CFM regulamenta uso de IA na medicina
Resolução define critérios, classifica sistemas por risco e obriga profissionais a informar pacientes sobre uso da tecnologia
O Conselho Federal de Medicina publicou uma resolução que estabelece as regras para o uso de inteligência artificial na prática médica brasileira. A norma – Resolução nº 2.454/2026 – entra em vigor em 180 dias, e determina que a tecnologia funcione como suporte à decisão clínica, sem substituir o profissional nem restringir sua autonomia.
Diagnóstico, tratamento e prognóstico continuam sob responsabilidade do médico. Cabe ao profissional aceitar ou recusar as recomendações geradas por sistemas automatizados, com base em avaliação ética e técnica. A norma também assegura ao médico o direito de não utilizar ferramentas que careçam de validação científica, certificação regulatória ou que contrariem os princípios legais da medicina.
O que muda para pacientes e hospitais
A resolução torna obrigatória a comunicação ao paciente sempre que a inteligência artificial for empregada como apoio relevante durante o atendimento. A informação deve ser prestada de forma compreensível, e o uso da ferramenta precisa constar no prontuário médico.
Fica vedado que sistemas de IA transmitam diretamente ao paciente diagnósticos, prognósticos ou orientações terapêuticas. A responsabilidade pela comunicação de informações sensíveis permanece com o médico. A norma também proíbe que a tecnologia comprometa a relação entre profissional e paciente, incluindo escuta, empatia, confidencialidade e respeito à dignidade.

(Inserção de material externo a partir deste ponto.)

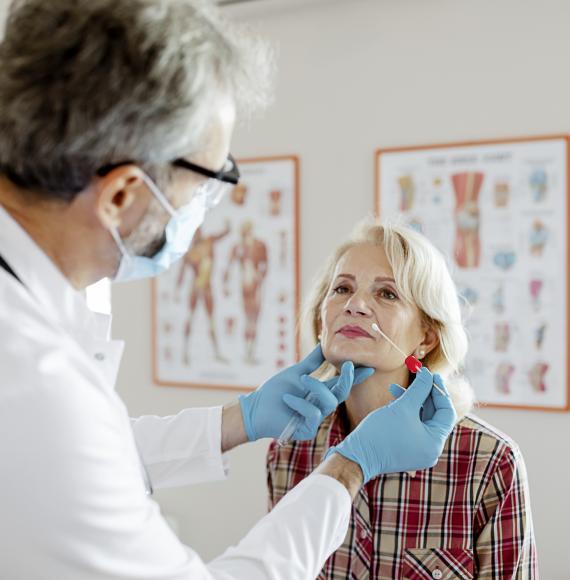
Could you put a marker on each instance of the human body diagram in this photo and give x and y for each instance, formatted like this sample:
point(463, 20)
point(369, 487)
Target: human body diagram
point(200, 260)
point(251, 255)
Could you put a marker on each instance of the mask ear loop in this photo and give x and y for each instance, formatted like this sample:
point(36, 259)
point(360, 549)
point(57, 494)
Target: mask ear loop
point(120, 244)
point(159, 195)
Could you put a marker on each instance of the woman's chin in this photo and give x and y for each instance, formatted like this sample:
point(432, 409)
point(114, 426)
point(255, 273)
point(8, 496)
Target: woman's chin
point(338, 356)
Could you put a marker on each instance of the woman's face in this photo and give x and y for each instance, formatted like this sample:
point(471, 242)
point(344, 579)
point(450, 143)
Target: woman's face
point(363, 292)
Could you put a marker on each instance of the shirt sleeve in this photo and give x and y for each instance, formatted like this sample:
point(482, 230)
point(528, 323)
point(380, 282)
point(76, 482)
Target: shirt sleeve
point(182, 449)
point(75, 506)
point(295, 539)
point(505, 547)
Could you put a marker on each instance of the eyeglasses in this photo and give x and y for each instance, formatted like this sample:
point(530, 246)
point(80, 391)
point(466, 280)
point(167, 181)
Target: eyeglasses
point(218, 184)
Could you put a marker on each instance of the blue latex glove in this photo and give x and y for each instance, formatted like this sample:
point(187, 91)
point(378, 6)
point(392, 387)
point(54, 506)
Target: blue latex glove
point(267, 410)
point(394, 438)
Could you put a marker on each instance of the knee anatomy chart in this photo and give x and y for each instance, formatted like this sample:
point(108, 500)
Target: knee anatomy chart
point(499, 213)
point(226, 316)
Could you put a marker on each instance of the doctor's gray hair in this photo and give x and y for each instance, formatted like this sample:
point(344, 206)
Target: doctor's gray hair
point(423, 279)
point(87, 83)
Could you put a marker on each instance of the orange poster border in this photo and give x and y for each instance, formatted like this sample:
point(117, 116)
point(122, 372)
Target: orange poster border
point(297, 228)
point(564, 137)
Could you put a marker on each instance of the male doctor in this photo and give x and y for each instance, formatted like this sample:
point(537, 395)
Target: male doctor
point(115, 125)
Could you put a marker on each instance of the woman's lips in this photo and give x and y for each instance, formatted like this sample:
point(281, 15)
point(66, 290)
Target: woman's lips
point(353, 332)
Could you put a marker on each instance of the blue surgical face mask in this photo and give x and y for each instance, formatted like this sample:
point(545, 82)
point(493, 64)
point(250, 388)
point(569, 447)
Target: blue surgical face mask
point(179, 233)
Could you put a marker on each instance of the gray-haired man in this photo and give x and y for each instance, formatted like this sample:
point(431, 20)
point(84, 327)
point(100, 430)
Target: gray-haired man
point(115, 126)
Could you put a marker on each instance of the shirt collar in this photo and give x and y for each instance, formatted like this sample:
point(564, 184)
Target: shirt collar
point(64, 304)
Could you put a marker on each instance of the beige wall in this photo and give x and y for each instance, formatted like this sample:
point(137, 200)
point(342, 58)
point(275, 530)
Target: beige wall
point(355, 75)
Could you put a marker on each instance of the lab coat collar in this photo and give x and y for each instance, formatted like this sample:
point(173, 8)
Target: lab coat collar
point(64, 304)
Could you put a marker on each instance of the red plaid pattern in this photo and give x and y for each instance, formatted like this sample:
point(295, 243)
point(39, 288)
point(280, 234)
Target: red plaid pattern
point(467, 517)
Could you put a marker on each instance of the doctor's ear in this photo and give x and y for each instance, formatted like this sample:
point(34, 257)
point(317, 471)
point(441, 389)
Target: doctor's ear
point(122, 197)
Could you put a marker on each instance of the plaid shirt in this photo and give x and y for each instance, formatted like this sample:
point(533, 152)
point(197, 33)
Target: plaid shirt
point(467, 517)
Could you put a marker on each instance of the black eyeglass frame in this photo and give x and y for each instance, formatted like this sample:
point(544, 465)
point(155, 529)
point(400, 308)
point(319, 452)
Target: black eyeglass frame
point(231, 175)
point(226, 176)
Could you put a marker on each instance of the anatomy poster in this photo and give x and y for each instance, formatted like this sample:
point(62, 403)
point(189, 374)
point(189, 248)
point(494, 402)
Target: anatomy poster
point(498, 211)
point(226, 315)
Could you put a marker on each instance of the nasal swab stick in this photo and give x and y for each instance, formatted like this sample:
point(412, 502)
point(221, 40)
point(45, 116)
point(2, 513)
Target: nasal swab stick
point(413, 364)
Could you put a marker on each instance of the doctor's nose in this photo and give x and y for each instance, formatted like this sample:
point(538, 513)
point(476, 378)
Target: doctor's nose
point(357, 306)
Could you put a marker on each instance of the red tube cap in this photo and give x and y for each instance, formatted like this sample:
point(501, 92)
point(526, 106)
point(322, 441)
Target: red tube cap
point(413, 364)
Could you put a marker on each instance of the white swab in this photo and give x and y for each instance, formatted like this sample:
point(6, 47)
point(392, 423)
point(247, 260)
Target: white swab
point(413, 364)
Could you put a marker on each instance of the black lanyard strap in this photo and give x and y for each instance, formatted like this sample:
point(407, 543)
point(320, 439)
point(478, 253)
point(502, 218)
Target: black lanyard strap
point(6, 266)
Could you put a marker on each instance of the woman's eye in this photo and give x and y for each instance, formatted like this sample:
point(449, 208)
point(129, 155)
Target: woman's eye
point(388, 294)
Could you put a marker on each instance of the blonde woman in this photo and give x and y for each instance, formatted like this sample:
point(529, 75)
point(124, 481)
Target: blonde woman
point(468, 516)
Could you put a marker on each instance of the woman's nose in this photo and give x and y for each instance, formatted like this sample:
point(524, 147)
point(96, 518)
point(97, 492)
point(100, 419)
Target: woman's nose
point(357, 305)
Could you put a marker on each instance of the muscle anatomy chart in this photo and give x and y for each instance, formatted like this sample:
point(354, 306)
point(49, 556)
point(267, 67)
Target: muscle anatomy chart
point(226, 315)
point(498, 212)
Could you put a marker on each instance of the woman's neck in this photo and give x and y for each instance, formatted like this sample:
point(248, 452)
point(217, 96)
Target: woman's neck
point(373, 394)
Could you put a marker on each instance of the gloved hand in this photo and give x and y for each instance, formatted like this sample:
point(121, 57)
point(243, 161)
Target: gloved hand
point(267, 410)
point(394, 438)
point(428, 409)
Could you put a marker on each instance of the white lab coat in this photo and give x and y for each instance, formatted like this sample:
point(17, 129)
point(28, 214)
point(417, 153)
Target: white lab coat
point(72, 498)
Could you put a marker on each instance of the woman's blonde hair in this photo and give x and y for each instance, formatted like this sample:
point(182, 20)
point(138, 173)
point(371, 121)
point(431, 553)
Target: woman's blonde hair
point(423, 279)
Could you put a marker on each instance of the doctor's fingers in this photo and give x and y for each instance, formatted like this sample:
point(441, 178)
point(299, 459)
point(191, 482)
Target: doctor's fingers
point(417, 392)
point(320, 394)
point(311, 413)
point(349, 376)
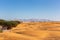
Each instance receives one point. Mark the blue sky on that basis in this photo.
(28, 9)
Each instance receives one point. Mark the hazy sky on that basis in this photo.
(28, 9)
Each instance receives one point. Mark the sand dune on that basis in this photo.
(33, 31)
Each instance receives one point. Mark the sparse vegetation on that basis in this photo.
(8, 24)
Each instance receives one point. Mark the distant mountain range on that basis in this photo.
(35, 20)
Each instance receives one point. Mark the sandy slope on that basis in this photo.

O paciente mantém o direito à segunda opinião e à proteção de seus dados pessoais. Intervenções experimentais seguem condicionadas a consentimento específico. Hospitais e clínicas que operem sistemas próprios de IA deverão adotar processos internos de governança e, quando pertinente, constituir uma Comissão de IA e Telemedicina, sob coordenação médica e vinculada à diretoria técnica.
Riscos, responsabilidade e fiscalização
A Resolução nº 2.454/2026 institui uma classificação dos sistemas de IA por grau de risco. Os critérios considerados incluem o impacto sobre direitos fundamentais, o nível de autonomia do modelo, a complexidade das tarefas e a sensibilidade dos dados processados. Todos os dados utilizados no desenvolvimento e na operação dessas ferramentas devem observar a Lei Geral de Proteção de Dados Pessoais (LGPD).
Em relação à responsabilidade, o médico não poderá ser penalizado por falhas atribuíveis aos sistemas de IA, desde que fique demonstrado o uso cuidadoso, crítico e ético da ferramenta. Ainda assim, a responsabilidade pela decisão clínica permanece com o profissional, que deve conhecer as limitações dos sistemas que utiliza. A fiscalização do cumprimento da resolução caberá aos Conselhos Regionais de Medicina.
A norma foi elaborada ao longo de aproximadamente um ano e meio por um grupo de trabalho do CFM composto por conselheiros, pesquisadores e especialistas em informática em saúde. O relator, Jeancarlo Cavalcante, coordenador da Comissão de Inteligência Artificial do CFM, apontou que o Brasil precisava preencher uma lacuna regulatória, diante do avanço de normas semelhantes na União Europeia e em estados norte-americanos.
A publicação responde ao uso crescente de chatbots por pacientes em busca de orientação médica. Estudo divulgado na revista Nature Medicine, conduzido por cientistas da Universidade de Oxford, indicou que participantes identificaram a conduta correta em menos da metade dos casos ao usar ferramentas como o ChatGPT e o Llama para analisar cenários clínicos simulados.